Pour diriger la vie publique de l’humanité entière vers le but de l’amour divin et pour déterminer l’opinion publique dans le sens de la vérité divine, il faut qu’il y ait dans l’Église un gouvernement universel divinement autorisé. Ce gouvernement doit être défini et manifeste pour que tout le monde puisse le connaître et il doit être permanent pour que l’on puisse toujours y faire appel ; il doit être divin dans sa substance pour s’imposer définitivement à la conscience religieuse de tout homme bien informé et bien intentionné, et il doit être humain et imparfait dans sa manifestation historique pour rendre la résistance morale possible, pour laisser une place aux doutes, à la lutte, aux tentations, à tout ce qui constitue le mérite de la vertu libre et vraiment humaine.

Pour former la première base de réunion entre la conscience sociale de l’humanité et le gouvernement providentiel de Dieu, pour participer à la Majesté divine et être en même temps adapté à l’actualité humaine, le pouvoir suprême de l’Église, tout en donnant place aux différentes formes gouvernementales variant selon les temps et les lieux, doit toujours, comme centre d’unité, garder son caractère purement monarchique. Si l’Église Universelle avait un gouvernement exclusivement collectif, si son pouvoir suprême n’était représenté que par un concile, l’unité de son action humaine (la rattachant à l’unité absolue de la vérité divine) ne pourrait avoir que deux bases : ou l’accord unanime et parfait de tous ses membres, ou bien la majorité des voix, comme dans les assemblées laïques. Cette dernière supposition est incompatible avec la majesté de Dieu qui serait obligé d’accommoder chaque fois sa volonté et sa vérité aux groupements fortuits des opinions et au jeu des passions humaines. Quant à l’unanimité et à la concorde complète et permanente, — un tel état de la conscience sociale pourrait sans doute, par son excellence morale intrinsèque, correspondre à la perfection divine et manifester infailliblement l’action de Dieu dans l’humanité.

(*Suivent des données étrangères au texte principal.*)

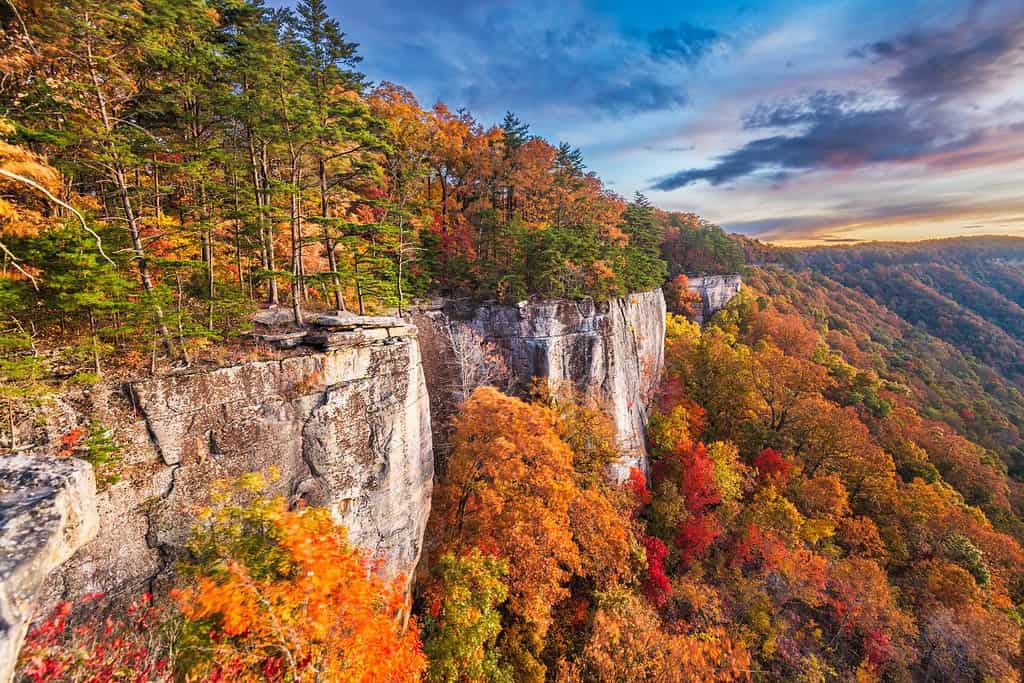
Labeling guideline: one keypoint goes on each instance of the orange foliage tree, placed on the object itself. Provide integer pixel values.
(283, 596)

Mais si le principe politique de la majorité des voix est au-dessous de la dignité divine, le principe idéal de l’unanimité immédiate, spontanée et constante est malheureusement trop au-dessus de la condition humaine actuelle. Cette unité parfaite que Jésus-Christ, dans sa prière pontificale, nous a présentée comme le but définitif de son œuvre ne peut pas être supposée comme la base réelle et manifeste de cette œuvre. Le moyen le plus sûr de ne jamais atteindre la perfection désirée, c’est de s’imaginer qu’elle est déjà atteinte. L’unanimité et la solidarité consciente, l’amour fraternel et la concorde libre, c’est l’idéal de l’Église — idéal accepté de tout le monde.

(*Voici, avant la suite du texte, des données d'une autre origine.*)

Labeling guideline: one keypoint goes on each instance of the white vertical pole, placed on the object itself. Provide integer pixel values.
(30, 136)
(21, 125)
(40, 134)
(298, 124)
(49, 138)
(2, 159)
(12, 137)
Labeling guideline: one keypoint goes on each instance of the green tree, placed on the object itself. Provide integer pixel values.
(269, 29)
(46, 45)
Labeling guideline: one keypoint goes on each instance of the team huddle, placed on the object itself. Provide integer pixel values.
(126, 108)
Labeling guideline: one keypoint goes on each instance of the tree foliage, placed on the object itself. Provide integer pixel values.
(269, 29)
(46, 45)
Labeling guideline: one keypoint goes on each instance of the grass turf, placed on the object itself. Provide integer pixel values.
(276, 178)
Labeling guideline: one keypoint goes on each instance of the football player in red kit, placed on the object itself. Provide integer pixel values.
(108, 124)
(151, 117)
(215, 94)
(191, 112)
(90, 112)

Mais la différence entre un songe creux et l’idéal divin de l’unité, c’est que celui-ci a un point d’appui réel (le δως μοι που στω de la mécanique sociale) pour gagner peu à peu du terrain ici-bas et pour triompher graduellement et successivement de toutes les puissances de la discorde. Un principe d’unité réel et indivisible est absolument nécessaire pour résister aux tendances profondes et vivaces de division dans le monde et dans l’Église elle-même. En attendant que l’unité religieuse — l’unité de la grâce et de la vérité — devienne dans chaque croyant l’essence même de sa vie et le lien parfait et indissoluble qui le rattache à tout le prochain, il faut que le principe de cette unité universelle existe objectivement et agisse sur tout le monde sous les « espèces » d’un pouvoir social visible et déterminé.

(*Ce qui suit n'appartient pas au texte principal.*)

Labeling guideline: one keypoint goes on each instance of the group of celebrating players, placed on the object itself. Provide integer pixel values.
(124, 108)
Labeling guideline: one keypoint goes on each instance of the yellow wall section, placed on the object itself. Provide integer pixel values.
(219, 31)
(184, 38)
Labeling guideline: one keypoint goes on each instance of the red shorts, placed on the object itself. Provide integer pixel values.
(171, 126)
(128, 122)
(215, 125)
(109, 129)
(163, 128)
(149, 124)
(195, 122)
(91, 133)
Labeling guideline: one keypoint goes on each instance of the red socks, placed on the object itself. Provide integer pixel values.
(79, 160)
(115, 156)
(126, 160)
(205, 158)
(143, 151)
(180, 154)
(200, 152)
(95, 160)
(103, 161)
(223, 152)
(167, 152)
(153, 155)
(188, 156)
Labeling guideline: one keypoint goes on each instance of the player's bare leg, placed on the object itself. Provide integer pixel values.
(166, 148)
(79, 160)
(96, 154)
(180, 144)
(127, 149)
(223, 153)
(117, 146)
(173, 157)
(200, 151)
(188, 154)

L’Église une et universelle est parfaite par la concorde et l’unanimité de tous ses membres, mais pour qu’elle puisse être au milieu de la discorde actuelle, il lui faut un pouvoir d’unification et de conciliation, pouvoir inaccessible à cette discorde et réagissant continuellement contre elle, s’affirmant au-dessus de toutes les divisions, groupant autour de lui tous les hommes de bonne volonté, dénonçant et condamnant tout ce qui est contraire au Royaume de Dieu sur la terre. Quand on veut ce Royaume, il faut bien vouloir la seule voie qui y mène l’humanité collective. Entre l’actualité odieuse de la discorde qui règne dans ce monde et l’unité désirable de l’amour parfait où Dieu règne, il y a le chemin nécessaire de l’unité légale et autoritaire rattachant le fait humain au droit divin.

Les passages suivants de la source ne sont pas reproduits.